İnsanlar, Dünya üzerinde çoğaldıkça idari olarak ve meslek olarak ihtiyaçlarını karşılamak için sınıflaştılar! Bu sınıflaşma, önceleri yeteneklerin kullanılması şeklinde yani avcı, terzi, çiftçi, savaşçı şeklinde; sonraları uyanıklar çıktı ve ahlaki meslekler türedi. Bunlar, ilahlar ve sonrasında aracılar, din adamı sınıfını oluşturdu. Sorun şu oldu hep; mesleki ya da ihtiyaç üzerine olan bu yetenek sınıflaşması toplumda sivrilenlerin, ilk zamanlar “İnsan ilah” şeklinde ortaya çıkması sonraları “Yarı insan yarı ilah” daha sonraları ilahların göğe çıkması ve yerde putların temsili durumu en sonunda da kutsal aracılar konusu devam ediyor. Diğer yazılarımda açık yazdım bu konuları. İnsanlar arasında sivrilmek için kutsal yolları kullananlar, bu sınıflaşmada en yüksek makama gözünü dikmiş. Yani tüm mesleklerden en üst köşeyi kapmışlar. Kabilelerde bile kabile reisinin en yakınında kabile büyücüsü protokolde yerini alır! Demem o ki; insanlar doğal olarak ihtiyaçlarını karşılamak için mesleki sınıflara ayrılabilir öyle de olmalı ama içlerinden bazıları öyle bir büyücü ve aracı grubu oluşturur ki tüm mesleklerden üstün kutsal ilan ederler o grubu. İşte sorun da tam orada o öğreti üzerinden "Seçilmiş ırk, vaat edilmiş topraklar, fethi övülmüş yerler" kutsal hedef olur! Sonrası bu öğretiler üzerinden ayrışma ve devamında kutsal ve ırksal savaşlar devam eder! Yani insanlar ayrıştıran efendilerden kurtulmalıdır! Bu idari açıdan bir mesleki sistematiğin olmaması anlamına gelmez. Yani ırksal önderlere, idarecilere, toplumsal popüler önderlere, din adamlarına tapılmaz ve onların hedefleri ve hevesleri için ayrışılmaz, kavgalar çıkarılmaz ise sorun da kalmayacak.

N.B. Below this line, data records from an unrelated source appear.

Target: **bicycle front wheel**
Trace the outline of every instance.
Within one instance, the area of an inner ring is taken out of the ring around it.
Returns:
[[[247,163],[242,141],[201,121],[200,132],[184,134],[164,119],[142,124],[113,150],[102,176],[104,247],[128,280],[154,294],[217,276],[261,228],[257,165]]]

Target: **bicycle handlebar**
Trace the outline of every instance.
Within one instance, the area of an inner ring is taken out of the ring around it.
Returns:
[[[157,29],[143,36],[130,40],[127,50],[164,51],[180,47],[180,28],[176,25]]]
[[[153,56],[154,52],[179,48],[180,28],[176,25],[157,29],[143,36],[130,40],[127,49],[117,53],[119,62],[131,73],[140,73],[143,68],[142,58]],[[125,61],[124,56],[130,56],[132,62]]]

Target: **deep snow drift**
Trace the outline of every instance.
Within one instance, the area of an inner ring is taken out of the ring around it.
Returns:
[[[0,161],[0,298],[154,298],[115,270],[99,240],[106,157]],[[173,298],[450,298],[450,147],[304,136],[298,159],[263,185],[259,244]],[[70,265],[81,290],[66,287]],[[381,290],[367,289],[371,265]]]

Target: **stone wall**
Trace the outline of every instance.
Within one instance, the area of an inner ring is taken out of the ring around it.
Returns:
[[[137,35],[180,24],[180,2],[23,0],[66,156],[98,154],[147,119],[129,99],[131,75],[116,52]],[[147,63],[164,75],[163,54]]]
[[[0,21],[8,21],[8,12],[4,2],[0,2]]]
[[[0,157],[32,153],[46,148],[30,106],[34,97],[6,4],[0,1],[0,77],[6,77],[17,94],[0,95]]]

Örnek olmuş efendiler var, onlar aslında bizlere halleriyle diyor ki; "Siz de benim gibi efendi olun, köle olmayın!" diyor ama çokları kendilerine o efendilikleri yakıştırmıyor! Efendi açısından bakınca da efendi, her zaman efendiliğinde saygın duruyor aslında işi bozan kendini köle olarak kabul edenler!
Bu ”Efendi” kültürü, en eski öğretilerle uzun süreçte yerleşmiş, birden ortadan kalkmaz! Bu da sürece bağlı olarak gelişir, değişir!
Selametle,
Ahmet Bektaş
YORUMLAR
Dünya kurulalı beri yöneten ve yönetilenler var.... Her yönetenin de ille ki bir başka yöneteni.
Hayatta yapılan her seçim kişinin kendi seçimidir. Önümüze sunulan her şeyi almak zorunda değiliz. Dileyen iyiyi, dileyen kötüyü seçer..Tabi bir de kimine göre iyi olan bir başkasına göre hiç uygun olmayabilir..
Ama yaratan herkese bir beyin vermiş. Herkes de onu kendi aile görgüsü ve birikimiyle, aldığı eğitimi ile kullanacak.
Yazınızı okuyunca, böyle bir yorum yapmak ihtiyacı hissettim sadece.